“Bir ümit dünyasında hepimiz,
Nereden gelir, nereye gideriz.”
Ziya Osman SABA
Bir ümit dünyasında yaşıyoruz. Ama dünya sadece ümitlerden, hayallerden, güzelliklerden ibaret değil elbet. Ümitlerin yanında korkular, hayallerin yanında hayal kırıklıkları da var. Ümit ile korku arasında yaşamak ise en doğrusudur.
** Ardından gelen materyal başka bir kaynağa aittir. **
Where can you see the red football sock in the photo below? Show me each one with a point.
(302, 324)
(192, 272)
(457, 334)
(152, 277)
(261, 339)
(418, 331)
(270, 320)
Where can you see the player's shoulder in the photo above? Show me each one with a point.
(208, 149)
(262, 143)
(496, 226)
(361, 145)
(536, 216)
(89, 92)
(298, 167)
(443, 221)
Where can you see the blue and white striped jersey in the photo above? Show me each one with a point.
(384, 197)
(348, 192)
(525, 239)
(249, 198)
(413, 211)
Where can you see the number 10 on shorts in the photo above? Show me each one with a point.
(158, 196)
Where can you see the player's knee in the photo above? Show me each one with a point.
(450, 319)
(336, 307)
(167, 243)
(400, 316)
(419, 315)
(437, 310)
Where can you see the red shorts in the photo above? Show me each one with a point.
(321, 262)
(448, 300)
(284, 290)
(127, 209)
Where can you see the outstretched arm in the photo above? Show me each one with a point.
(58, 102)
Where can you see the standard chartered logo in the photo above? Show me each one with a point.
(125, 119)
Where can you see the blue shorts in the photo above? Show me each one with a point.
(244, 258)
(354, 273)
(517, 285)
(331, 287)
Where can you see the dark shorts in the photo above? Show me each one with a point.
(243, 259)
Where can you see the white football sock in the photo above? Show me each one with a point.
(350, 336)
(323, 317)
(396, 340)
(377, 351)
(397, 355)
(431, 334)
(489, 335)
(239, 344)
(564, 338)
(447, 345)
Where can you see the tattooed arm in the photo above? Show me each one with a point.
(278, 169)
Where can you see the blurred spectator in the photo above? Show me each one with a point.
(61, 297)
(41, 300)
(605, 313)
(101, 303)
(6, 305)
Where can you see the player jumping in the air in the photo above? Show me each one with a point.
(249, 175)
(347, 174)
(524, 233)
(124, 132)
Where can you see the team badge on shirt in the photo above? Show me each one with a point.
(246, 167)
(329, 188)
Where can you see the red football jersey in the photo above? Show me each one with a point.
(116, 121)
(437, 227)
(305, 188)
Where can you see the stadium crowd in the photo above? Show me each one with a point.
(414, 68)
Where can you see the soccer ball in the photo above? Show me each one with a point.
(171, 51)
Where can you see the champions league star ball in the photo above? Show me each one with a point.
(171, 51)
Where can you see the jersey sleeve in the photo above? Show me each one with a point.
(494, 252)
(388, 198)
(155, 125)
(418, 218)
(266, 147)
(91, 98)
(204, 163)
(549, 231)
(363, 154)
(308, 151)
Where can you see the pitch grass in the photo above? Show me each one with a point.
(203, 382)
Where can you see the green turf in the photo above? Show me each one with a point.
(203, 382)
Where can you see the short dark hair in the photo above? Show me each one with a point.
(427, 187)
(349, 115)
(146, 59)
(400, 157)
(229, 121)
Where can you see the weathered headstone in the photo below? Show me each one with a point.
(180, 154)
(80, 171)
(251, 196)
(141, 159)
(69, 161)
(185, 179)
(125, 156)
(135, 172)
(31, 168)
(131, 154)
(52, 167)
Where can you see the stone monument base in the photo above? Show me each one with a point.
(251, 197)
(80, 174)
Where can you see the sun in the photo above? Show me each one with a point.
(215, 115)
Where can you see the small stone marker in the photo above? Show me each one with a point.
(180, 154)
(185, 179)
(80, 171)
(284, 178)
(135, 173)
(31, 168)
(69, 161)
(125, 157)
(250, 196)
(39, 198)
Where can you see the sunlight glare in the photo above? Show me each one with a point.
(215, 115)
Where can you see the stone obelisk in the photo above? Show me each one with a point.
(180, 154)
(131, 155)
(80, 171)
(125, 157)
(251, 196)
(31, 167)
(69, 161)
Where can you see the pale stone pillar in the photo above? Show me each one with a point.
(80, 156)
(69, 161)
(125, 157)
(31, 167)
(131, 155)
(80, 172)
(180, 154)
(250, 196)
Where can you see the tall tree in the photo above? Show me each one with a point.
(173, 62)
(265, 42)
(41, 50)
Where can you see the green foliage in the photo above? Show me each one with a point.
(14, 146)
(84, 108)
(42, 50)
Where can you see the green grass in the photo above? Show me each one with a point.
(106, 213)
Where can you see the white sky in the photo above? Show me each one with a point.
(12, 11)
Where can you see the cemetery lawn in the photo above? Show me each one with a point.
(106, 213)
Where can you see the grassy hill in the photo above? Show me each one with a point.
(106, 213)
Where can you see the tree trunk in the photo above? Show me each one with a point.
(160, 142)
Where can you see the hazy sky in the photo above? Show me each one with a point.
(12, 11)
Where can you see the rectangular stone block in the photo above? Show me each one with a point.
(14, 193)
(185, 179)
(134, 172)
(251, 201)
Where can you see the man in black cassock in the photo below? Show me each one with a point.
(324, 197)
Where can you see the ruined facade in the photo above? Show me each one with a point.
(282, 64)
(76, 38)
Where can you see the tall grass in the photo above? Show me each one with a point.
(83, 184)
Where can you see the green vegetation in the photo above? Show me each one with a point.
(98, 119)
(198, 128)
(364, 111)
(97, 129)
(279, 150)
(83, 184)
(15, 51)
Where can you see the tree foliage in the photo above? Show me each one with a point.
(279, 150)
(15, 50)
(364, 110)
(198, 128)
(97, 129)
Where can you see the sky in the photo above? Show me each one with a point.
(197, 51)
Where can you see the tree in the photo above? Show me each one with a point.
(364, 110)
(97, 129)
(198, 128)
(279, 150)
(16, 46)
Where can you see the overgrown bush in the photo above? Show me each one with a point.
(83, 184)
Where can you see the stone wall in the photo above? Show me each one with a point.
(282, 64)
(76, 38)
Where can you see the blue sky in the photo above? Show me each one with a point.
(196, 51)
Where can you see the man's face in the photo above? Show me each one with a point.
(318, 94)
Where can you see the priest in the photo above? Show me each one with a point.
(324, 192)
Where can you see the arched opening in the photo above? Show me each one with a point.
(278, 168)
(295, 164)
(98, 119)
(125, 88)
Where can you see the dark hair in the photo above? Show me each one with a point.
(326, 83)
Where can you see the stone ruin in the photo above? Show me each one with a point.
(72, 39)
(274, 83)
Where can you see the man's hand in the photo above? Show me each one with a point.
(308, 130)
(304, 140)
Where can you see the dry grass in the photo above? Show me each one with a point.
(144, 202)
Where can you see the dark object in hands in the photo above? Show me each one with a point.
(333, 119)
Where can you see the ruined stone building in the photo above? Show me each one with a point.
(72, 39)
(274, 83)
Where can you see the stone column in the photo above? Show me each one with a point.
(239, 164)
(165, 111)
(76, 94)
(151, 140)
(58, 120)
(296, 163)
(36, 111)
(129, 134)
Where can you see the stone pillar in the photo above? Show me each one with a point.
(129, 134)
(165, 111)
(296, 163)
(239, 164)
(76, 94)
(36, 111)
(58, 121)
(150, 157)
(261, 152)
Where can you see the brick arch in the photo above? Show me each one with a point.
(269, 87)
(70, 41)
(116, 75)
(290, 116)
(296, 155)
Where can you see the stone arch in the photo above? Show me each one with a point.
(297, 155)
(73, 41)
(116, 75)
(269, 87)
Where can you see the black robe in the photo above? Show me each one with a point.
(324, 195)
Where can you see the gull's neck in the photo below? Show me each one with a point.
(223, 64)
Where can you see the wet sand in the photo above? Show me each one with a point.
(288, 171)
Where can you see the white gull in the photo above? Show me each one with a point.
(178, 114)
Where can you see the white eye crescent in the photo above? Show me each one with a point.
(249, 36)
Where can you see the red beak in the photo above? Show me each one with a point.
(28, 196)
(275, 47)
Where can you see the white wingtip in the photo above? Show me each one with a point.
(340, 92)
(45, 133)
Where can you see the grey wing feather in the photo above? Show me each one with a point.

“Nereden gelir, nereye gideriz?” sorusu hep gündemimizdedir. Soru, peşinden cevabı getirmektedir. Ne var ki cevap soruyu algılama durumumuza göre şekillenmektedir. Hayatın trajedisi de bir yerde buradan doğuyor. Trajediyi hissetmek ise sanatın bir bakıma başlangıç noktasını teşkil ediyor. “Nereden gelir, nereye gideriz?” sorusu evrensel bir soru ve hangi kültürden, hangi anlayıştan olursak olalım, herkes için aynı şekilde geçerlidir. Cevabı ise, kültüre, inanışa göre değişiklik gösterir. Dolayısıyla sanat anlayışlarının farklılaşması söz konusudur. Bu manada sanat kimine göre bir sığınaktır. Hayatın bizi yoran ve boğan bu sorusu karşısında bir kaçış noktasıdır. Kimine göre bir isyan, kimine göre bir teslimiyet, kimine göre nefsin şahlanışı, kimine göre ise bireysel ya da toplumsal bir sorumluluktur. Ürünler bu anlayışlara göre şekillenir. İnsanlar bu ürünlere göre, içlerinde ve dışlarında bir tavır alırlar.
“Nereden gelir, nereye gideriz?” sorusu şükürler olsun ki, bizi bir meçhuller ormanında bırakmaz. Nereden geldiğimiz de nereye gideceğimiz de hatta niçin geldiğimiz de açıkça bize belirtilmiş, söylenmiştir. Bu bakımdan bir problemimiz yoktur.
Mesele, cevabını da bildiğimiz bu sorunun bilinen cevabını sözümüzle, davranışımızla verebilmektir. Bizim için de bir ifade biçimi olan sanat, bizi mutlak hakikat çerçevesinde düşündürdüğü, hissettirdiği ve yaşattığı sürece anlamlı, güzel, faydalı ve doğru bir faaliyet olur. Aksi takdirde yanılgılardan bir yanılgıya, yanlışlardan bir yanlışa dönüşür.
Âlimin ilmi, şakirin şükrü, zakirin zikri, mazlumun gözyaşı, dervişin duası ne ise sanatçının sanatı da odur. Bu yüzden sanat, hakikat ile insan bağlantısını “Nereden gelir, nereye gideriz?” sorusu çerçevesinde kuran bir faaliyettir. Yine bu yüzden sanatçı, konu olarak neden bahsederse bahsetsin, bu temel espriden uzaklaşmadığı sürece her ürünüyle makbulümüzdür. Bu çabasını saygıyla karşılar, anlamlı buluruz. Ona, alın terine, gözyaşına değer veririz. Kafamızda ve gönlümüzde de konuk ederiz sanatçının ürünlerini. Yeter ki bizim kafamıza ve gönlümüze bir ışık düşürsün, içimize girmeye bir yol bulsun. Bizi, mutlak sorunun doğru cevabına ulaştırsın.
Hakikati, hayatı, ölümü, aşkı, korkuyu, ümidi bu çerçevede anlamak ve kavramak istiyoruz. Sanatçı bu manada hakikatin ve güzelliğin elçisi olarak bize Mutlak Kitap’tan sayfalar açmak ödevindedir. Söz ve yazı bunun için kutludur. Kafamız ve yüreğimiz bize ulaşacak her türlü sanat faaliyetine açıktır. Hakikatin ve güzelliğin sesini daha gür bir şekilde duymak istiyoruz.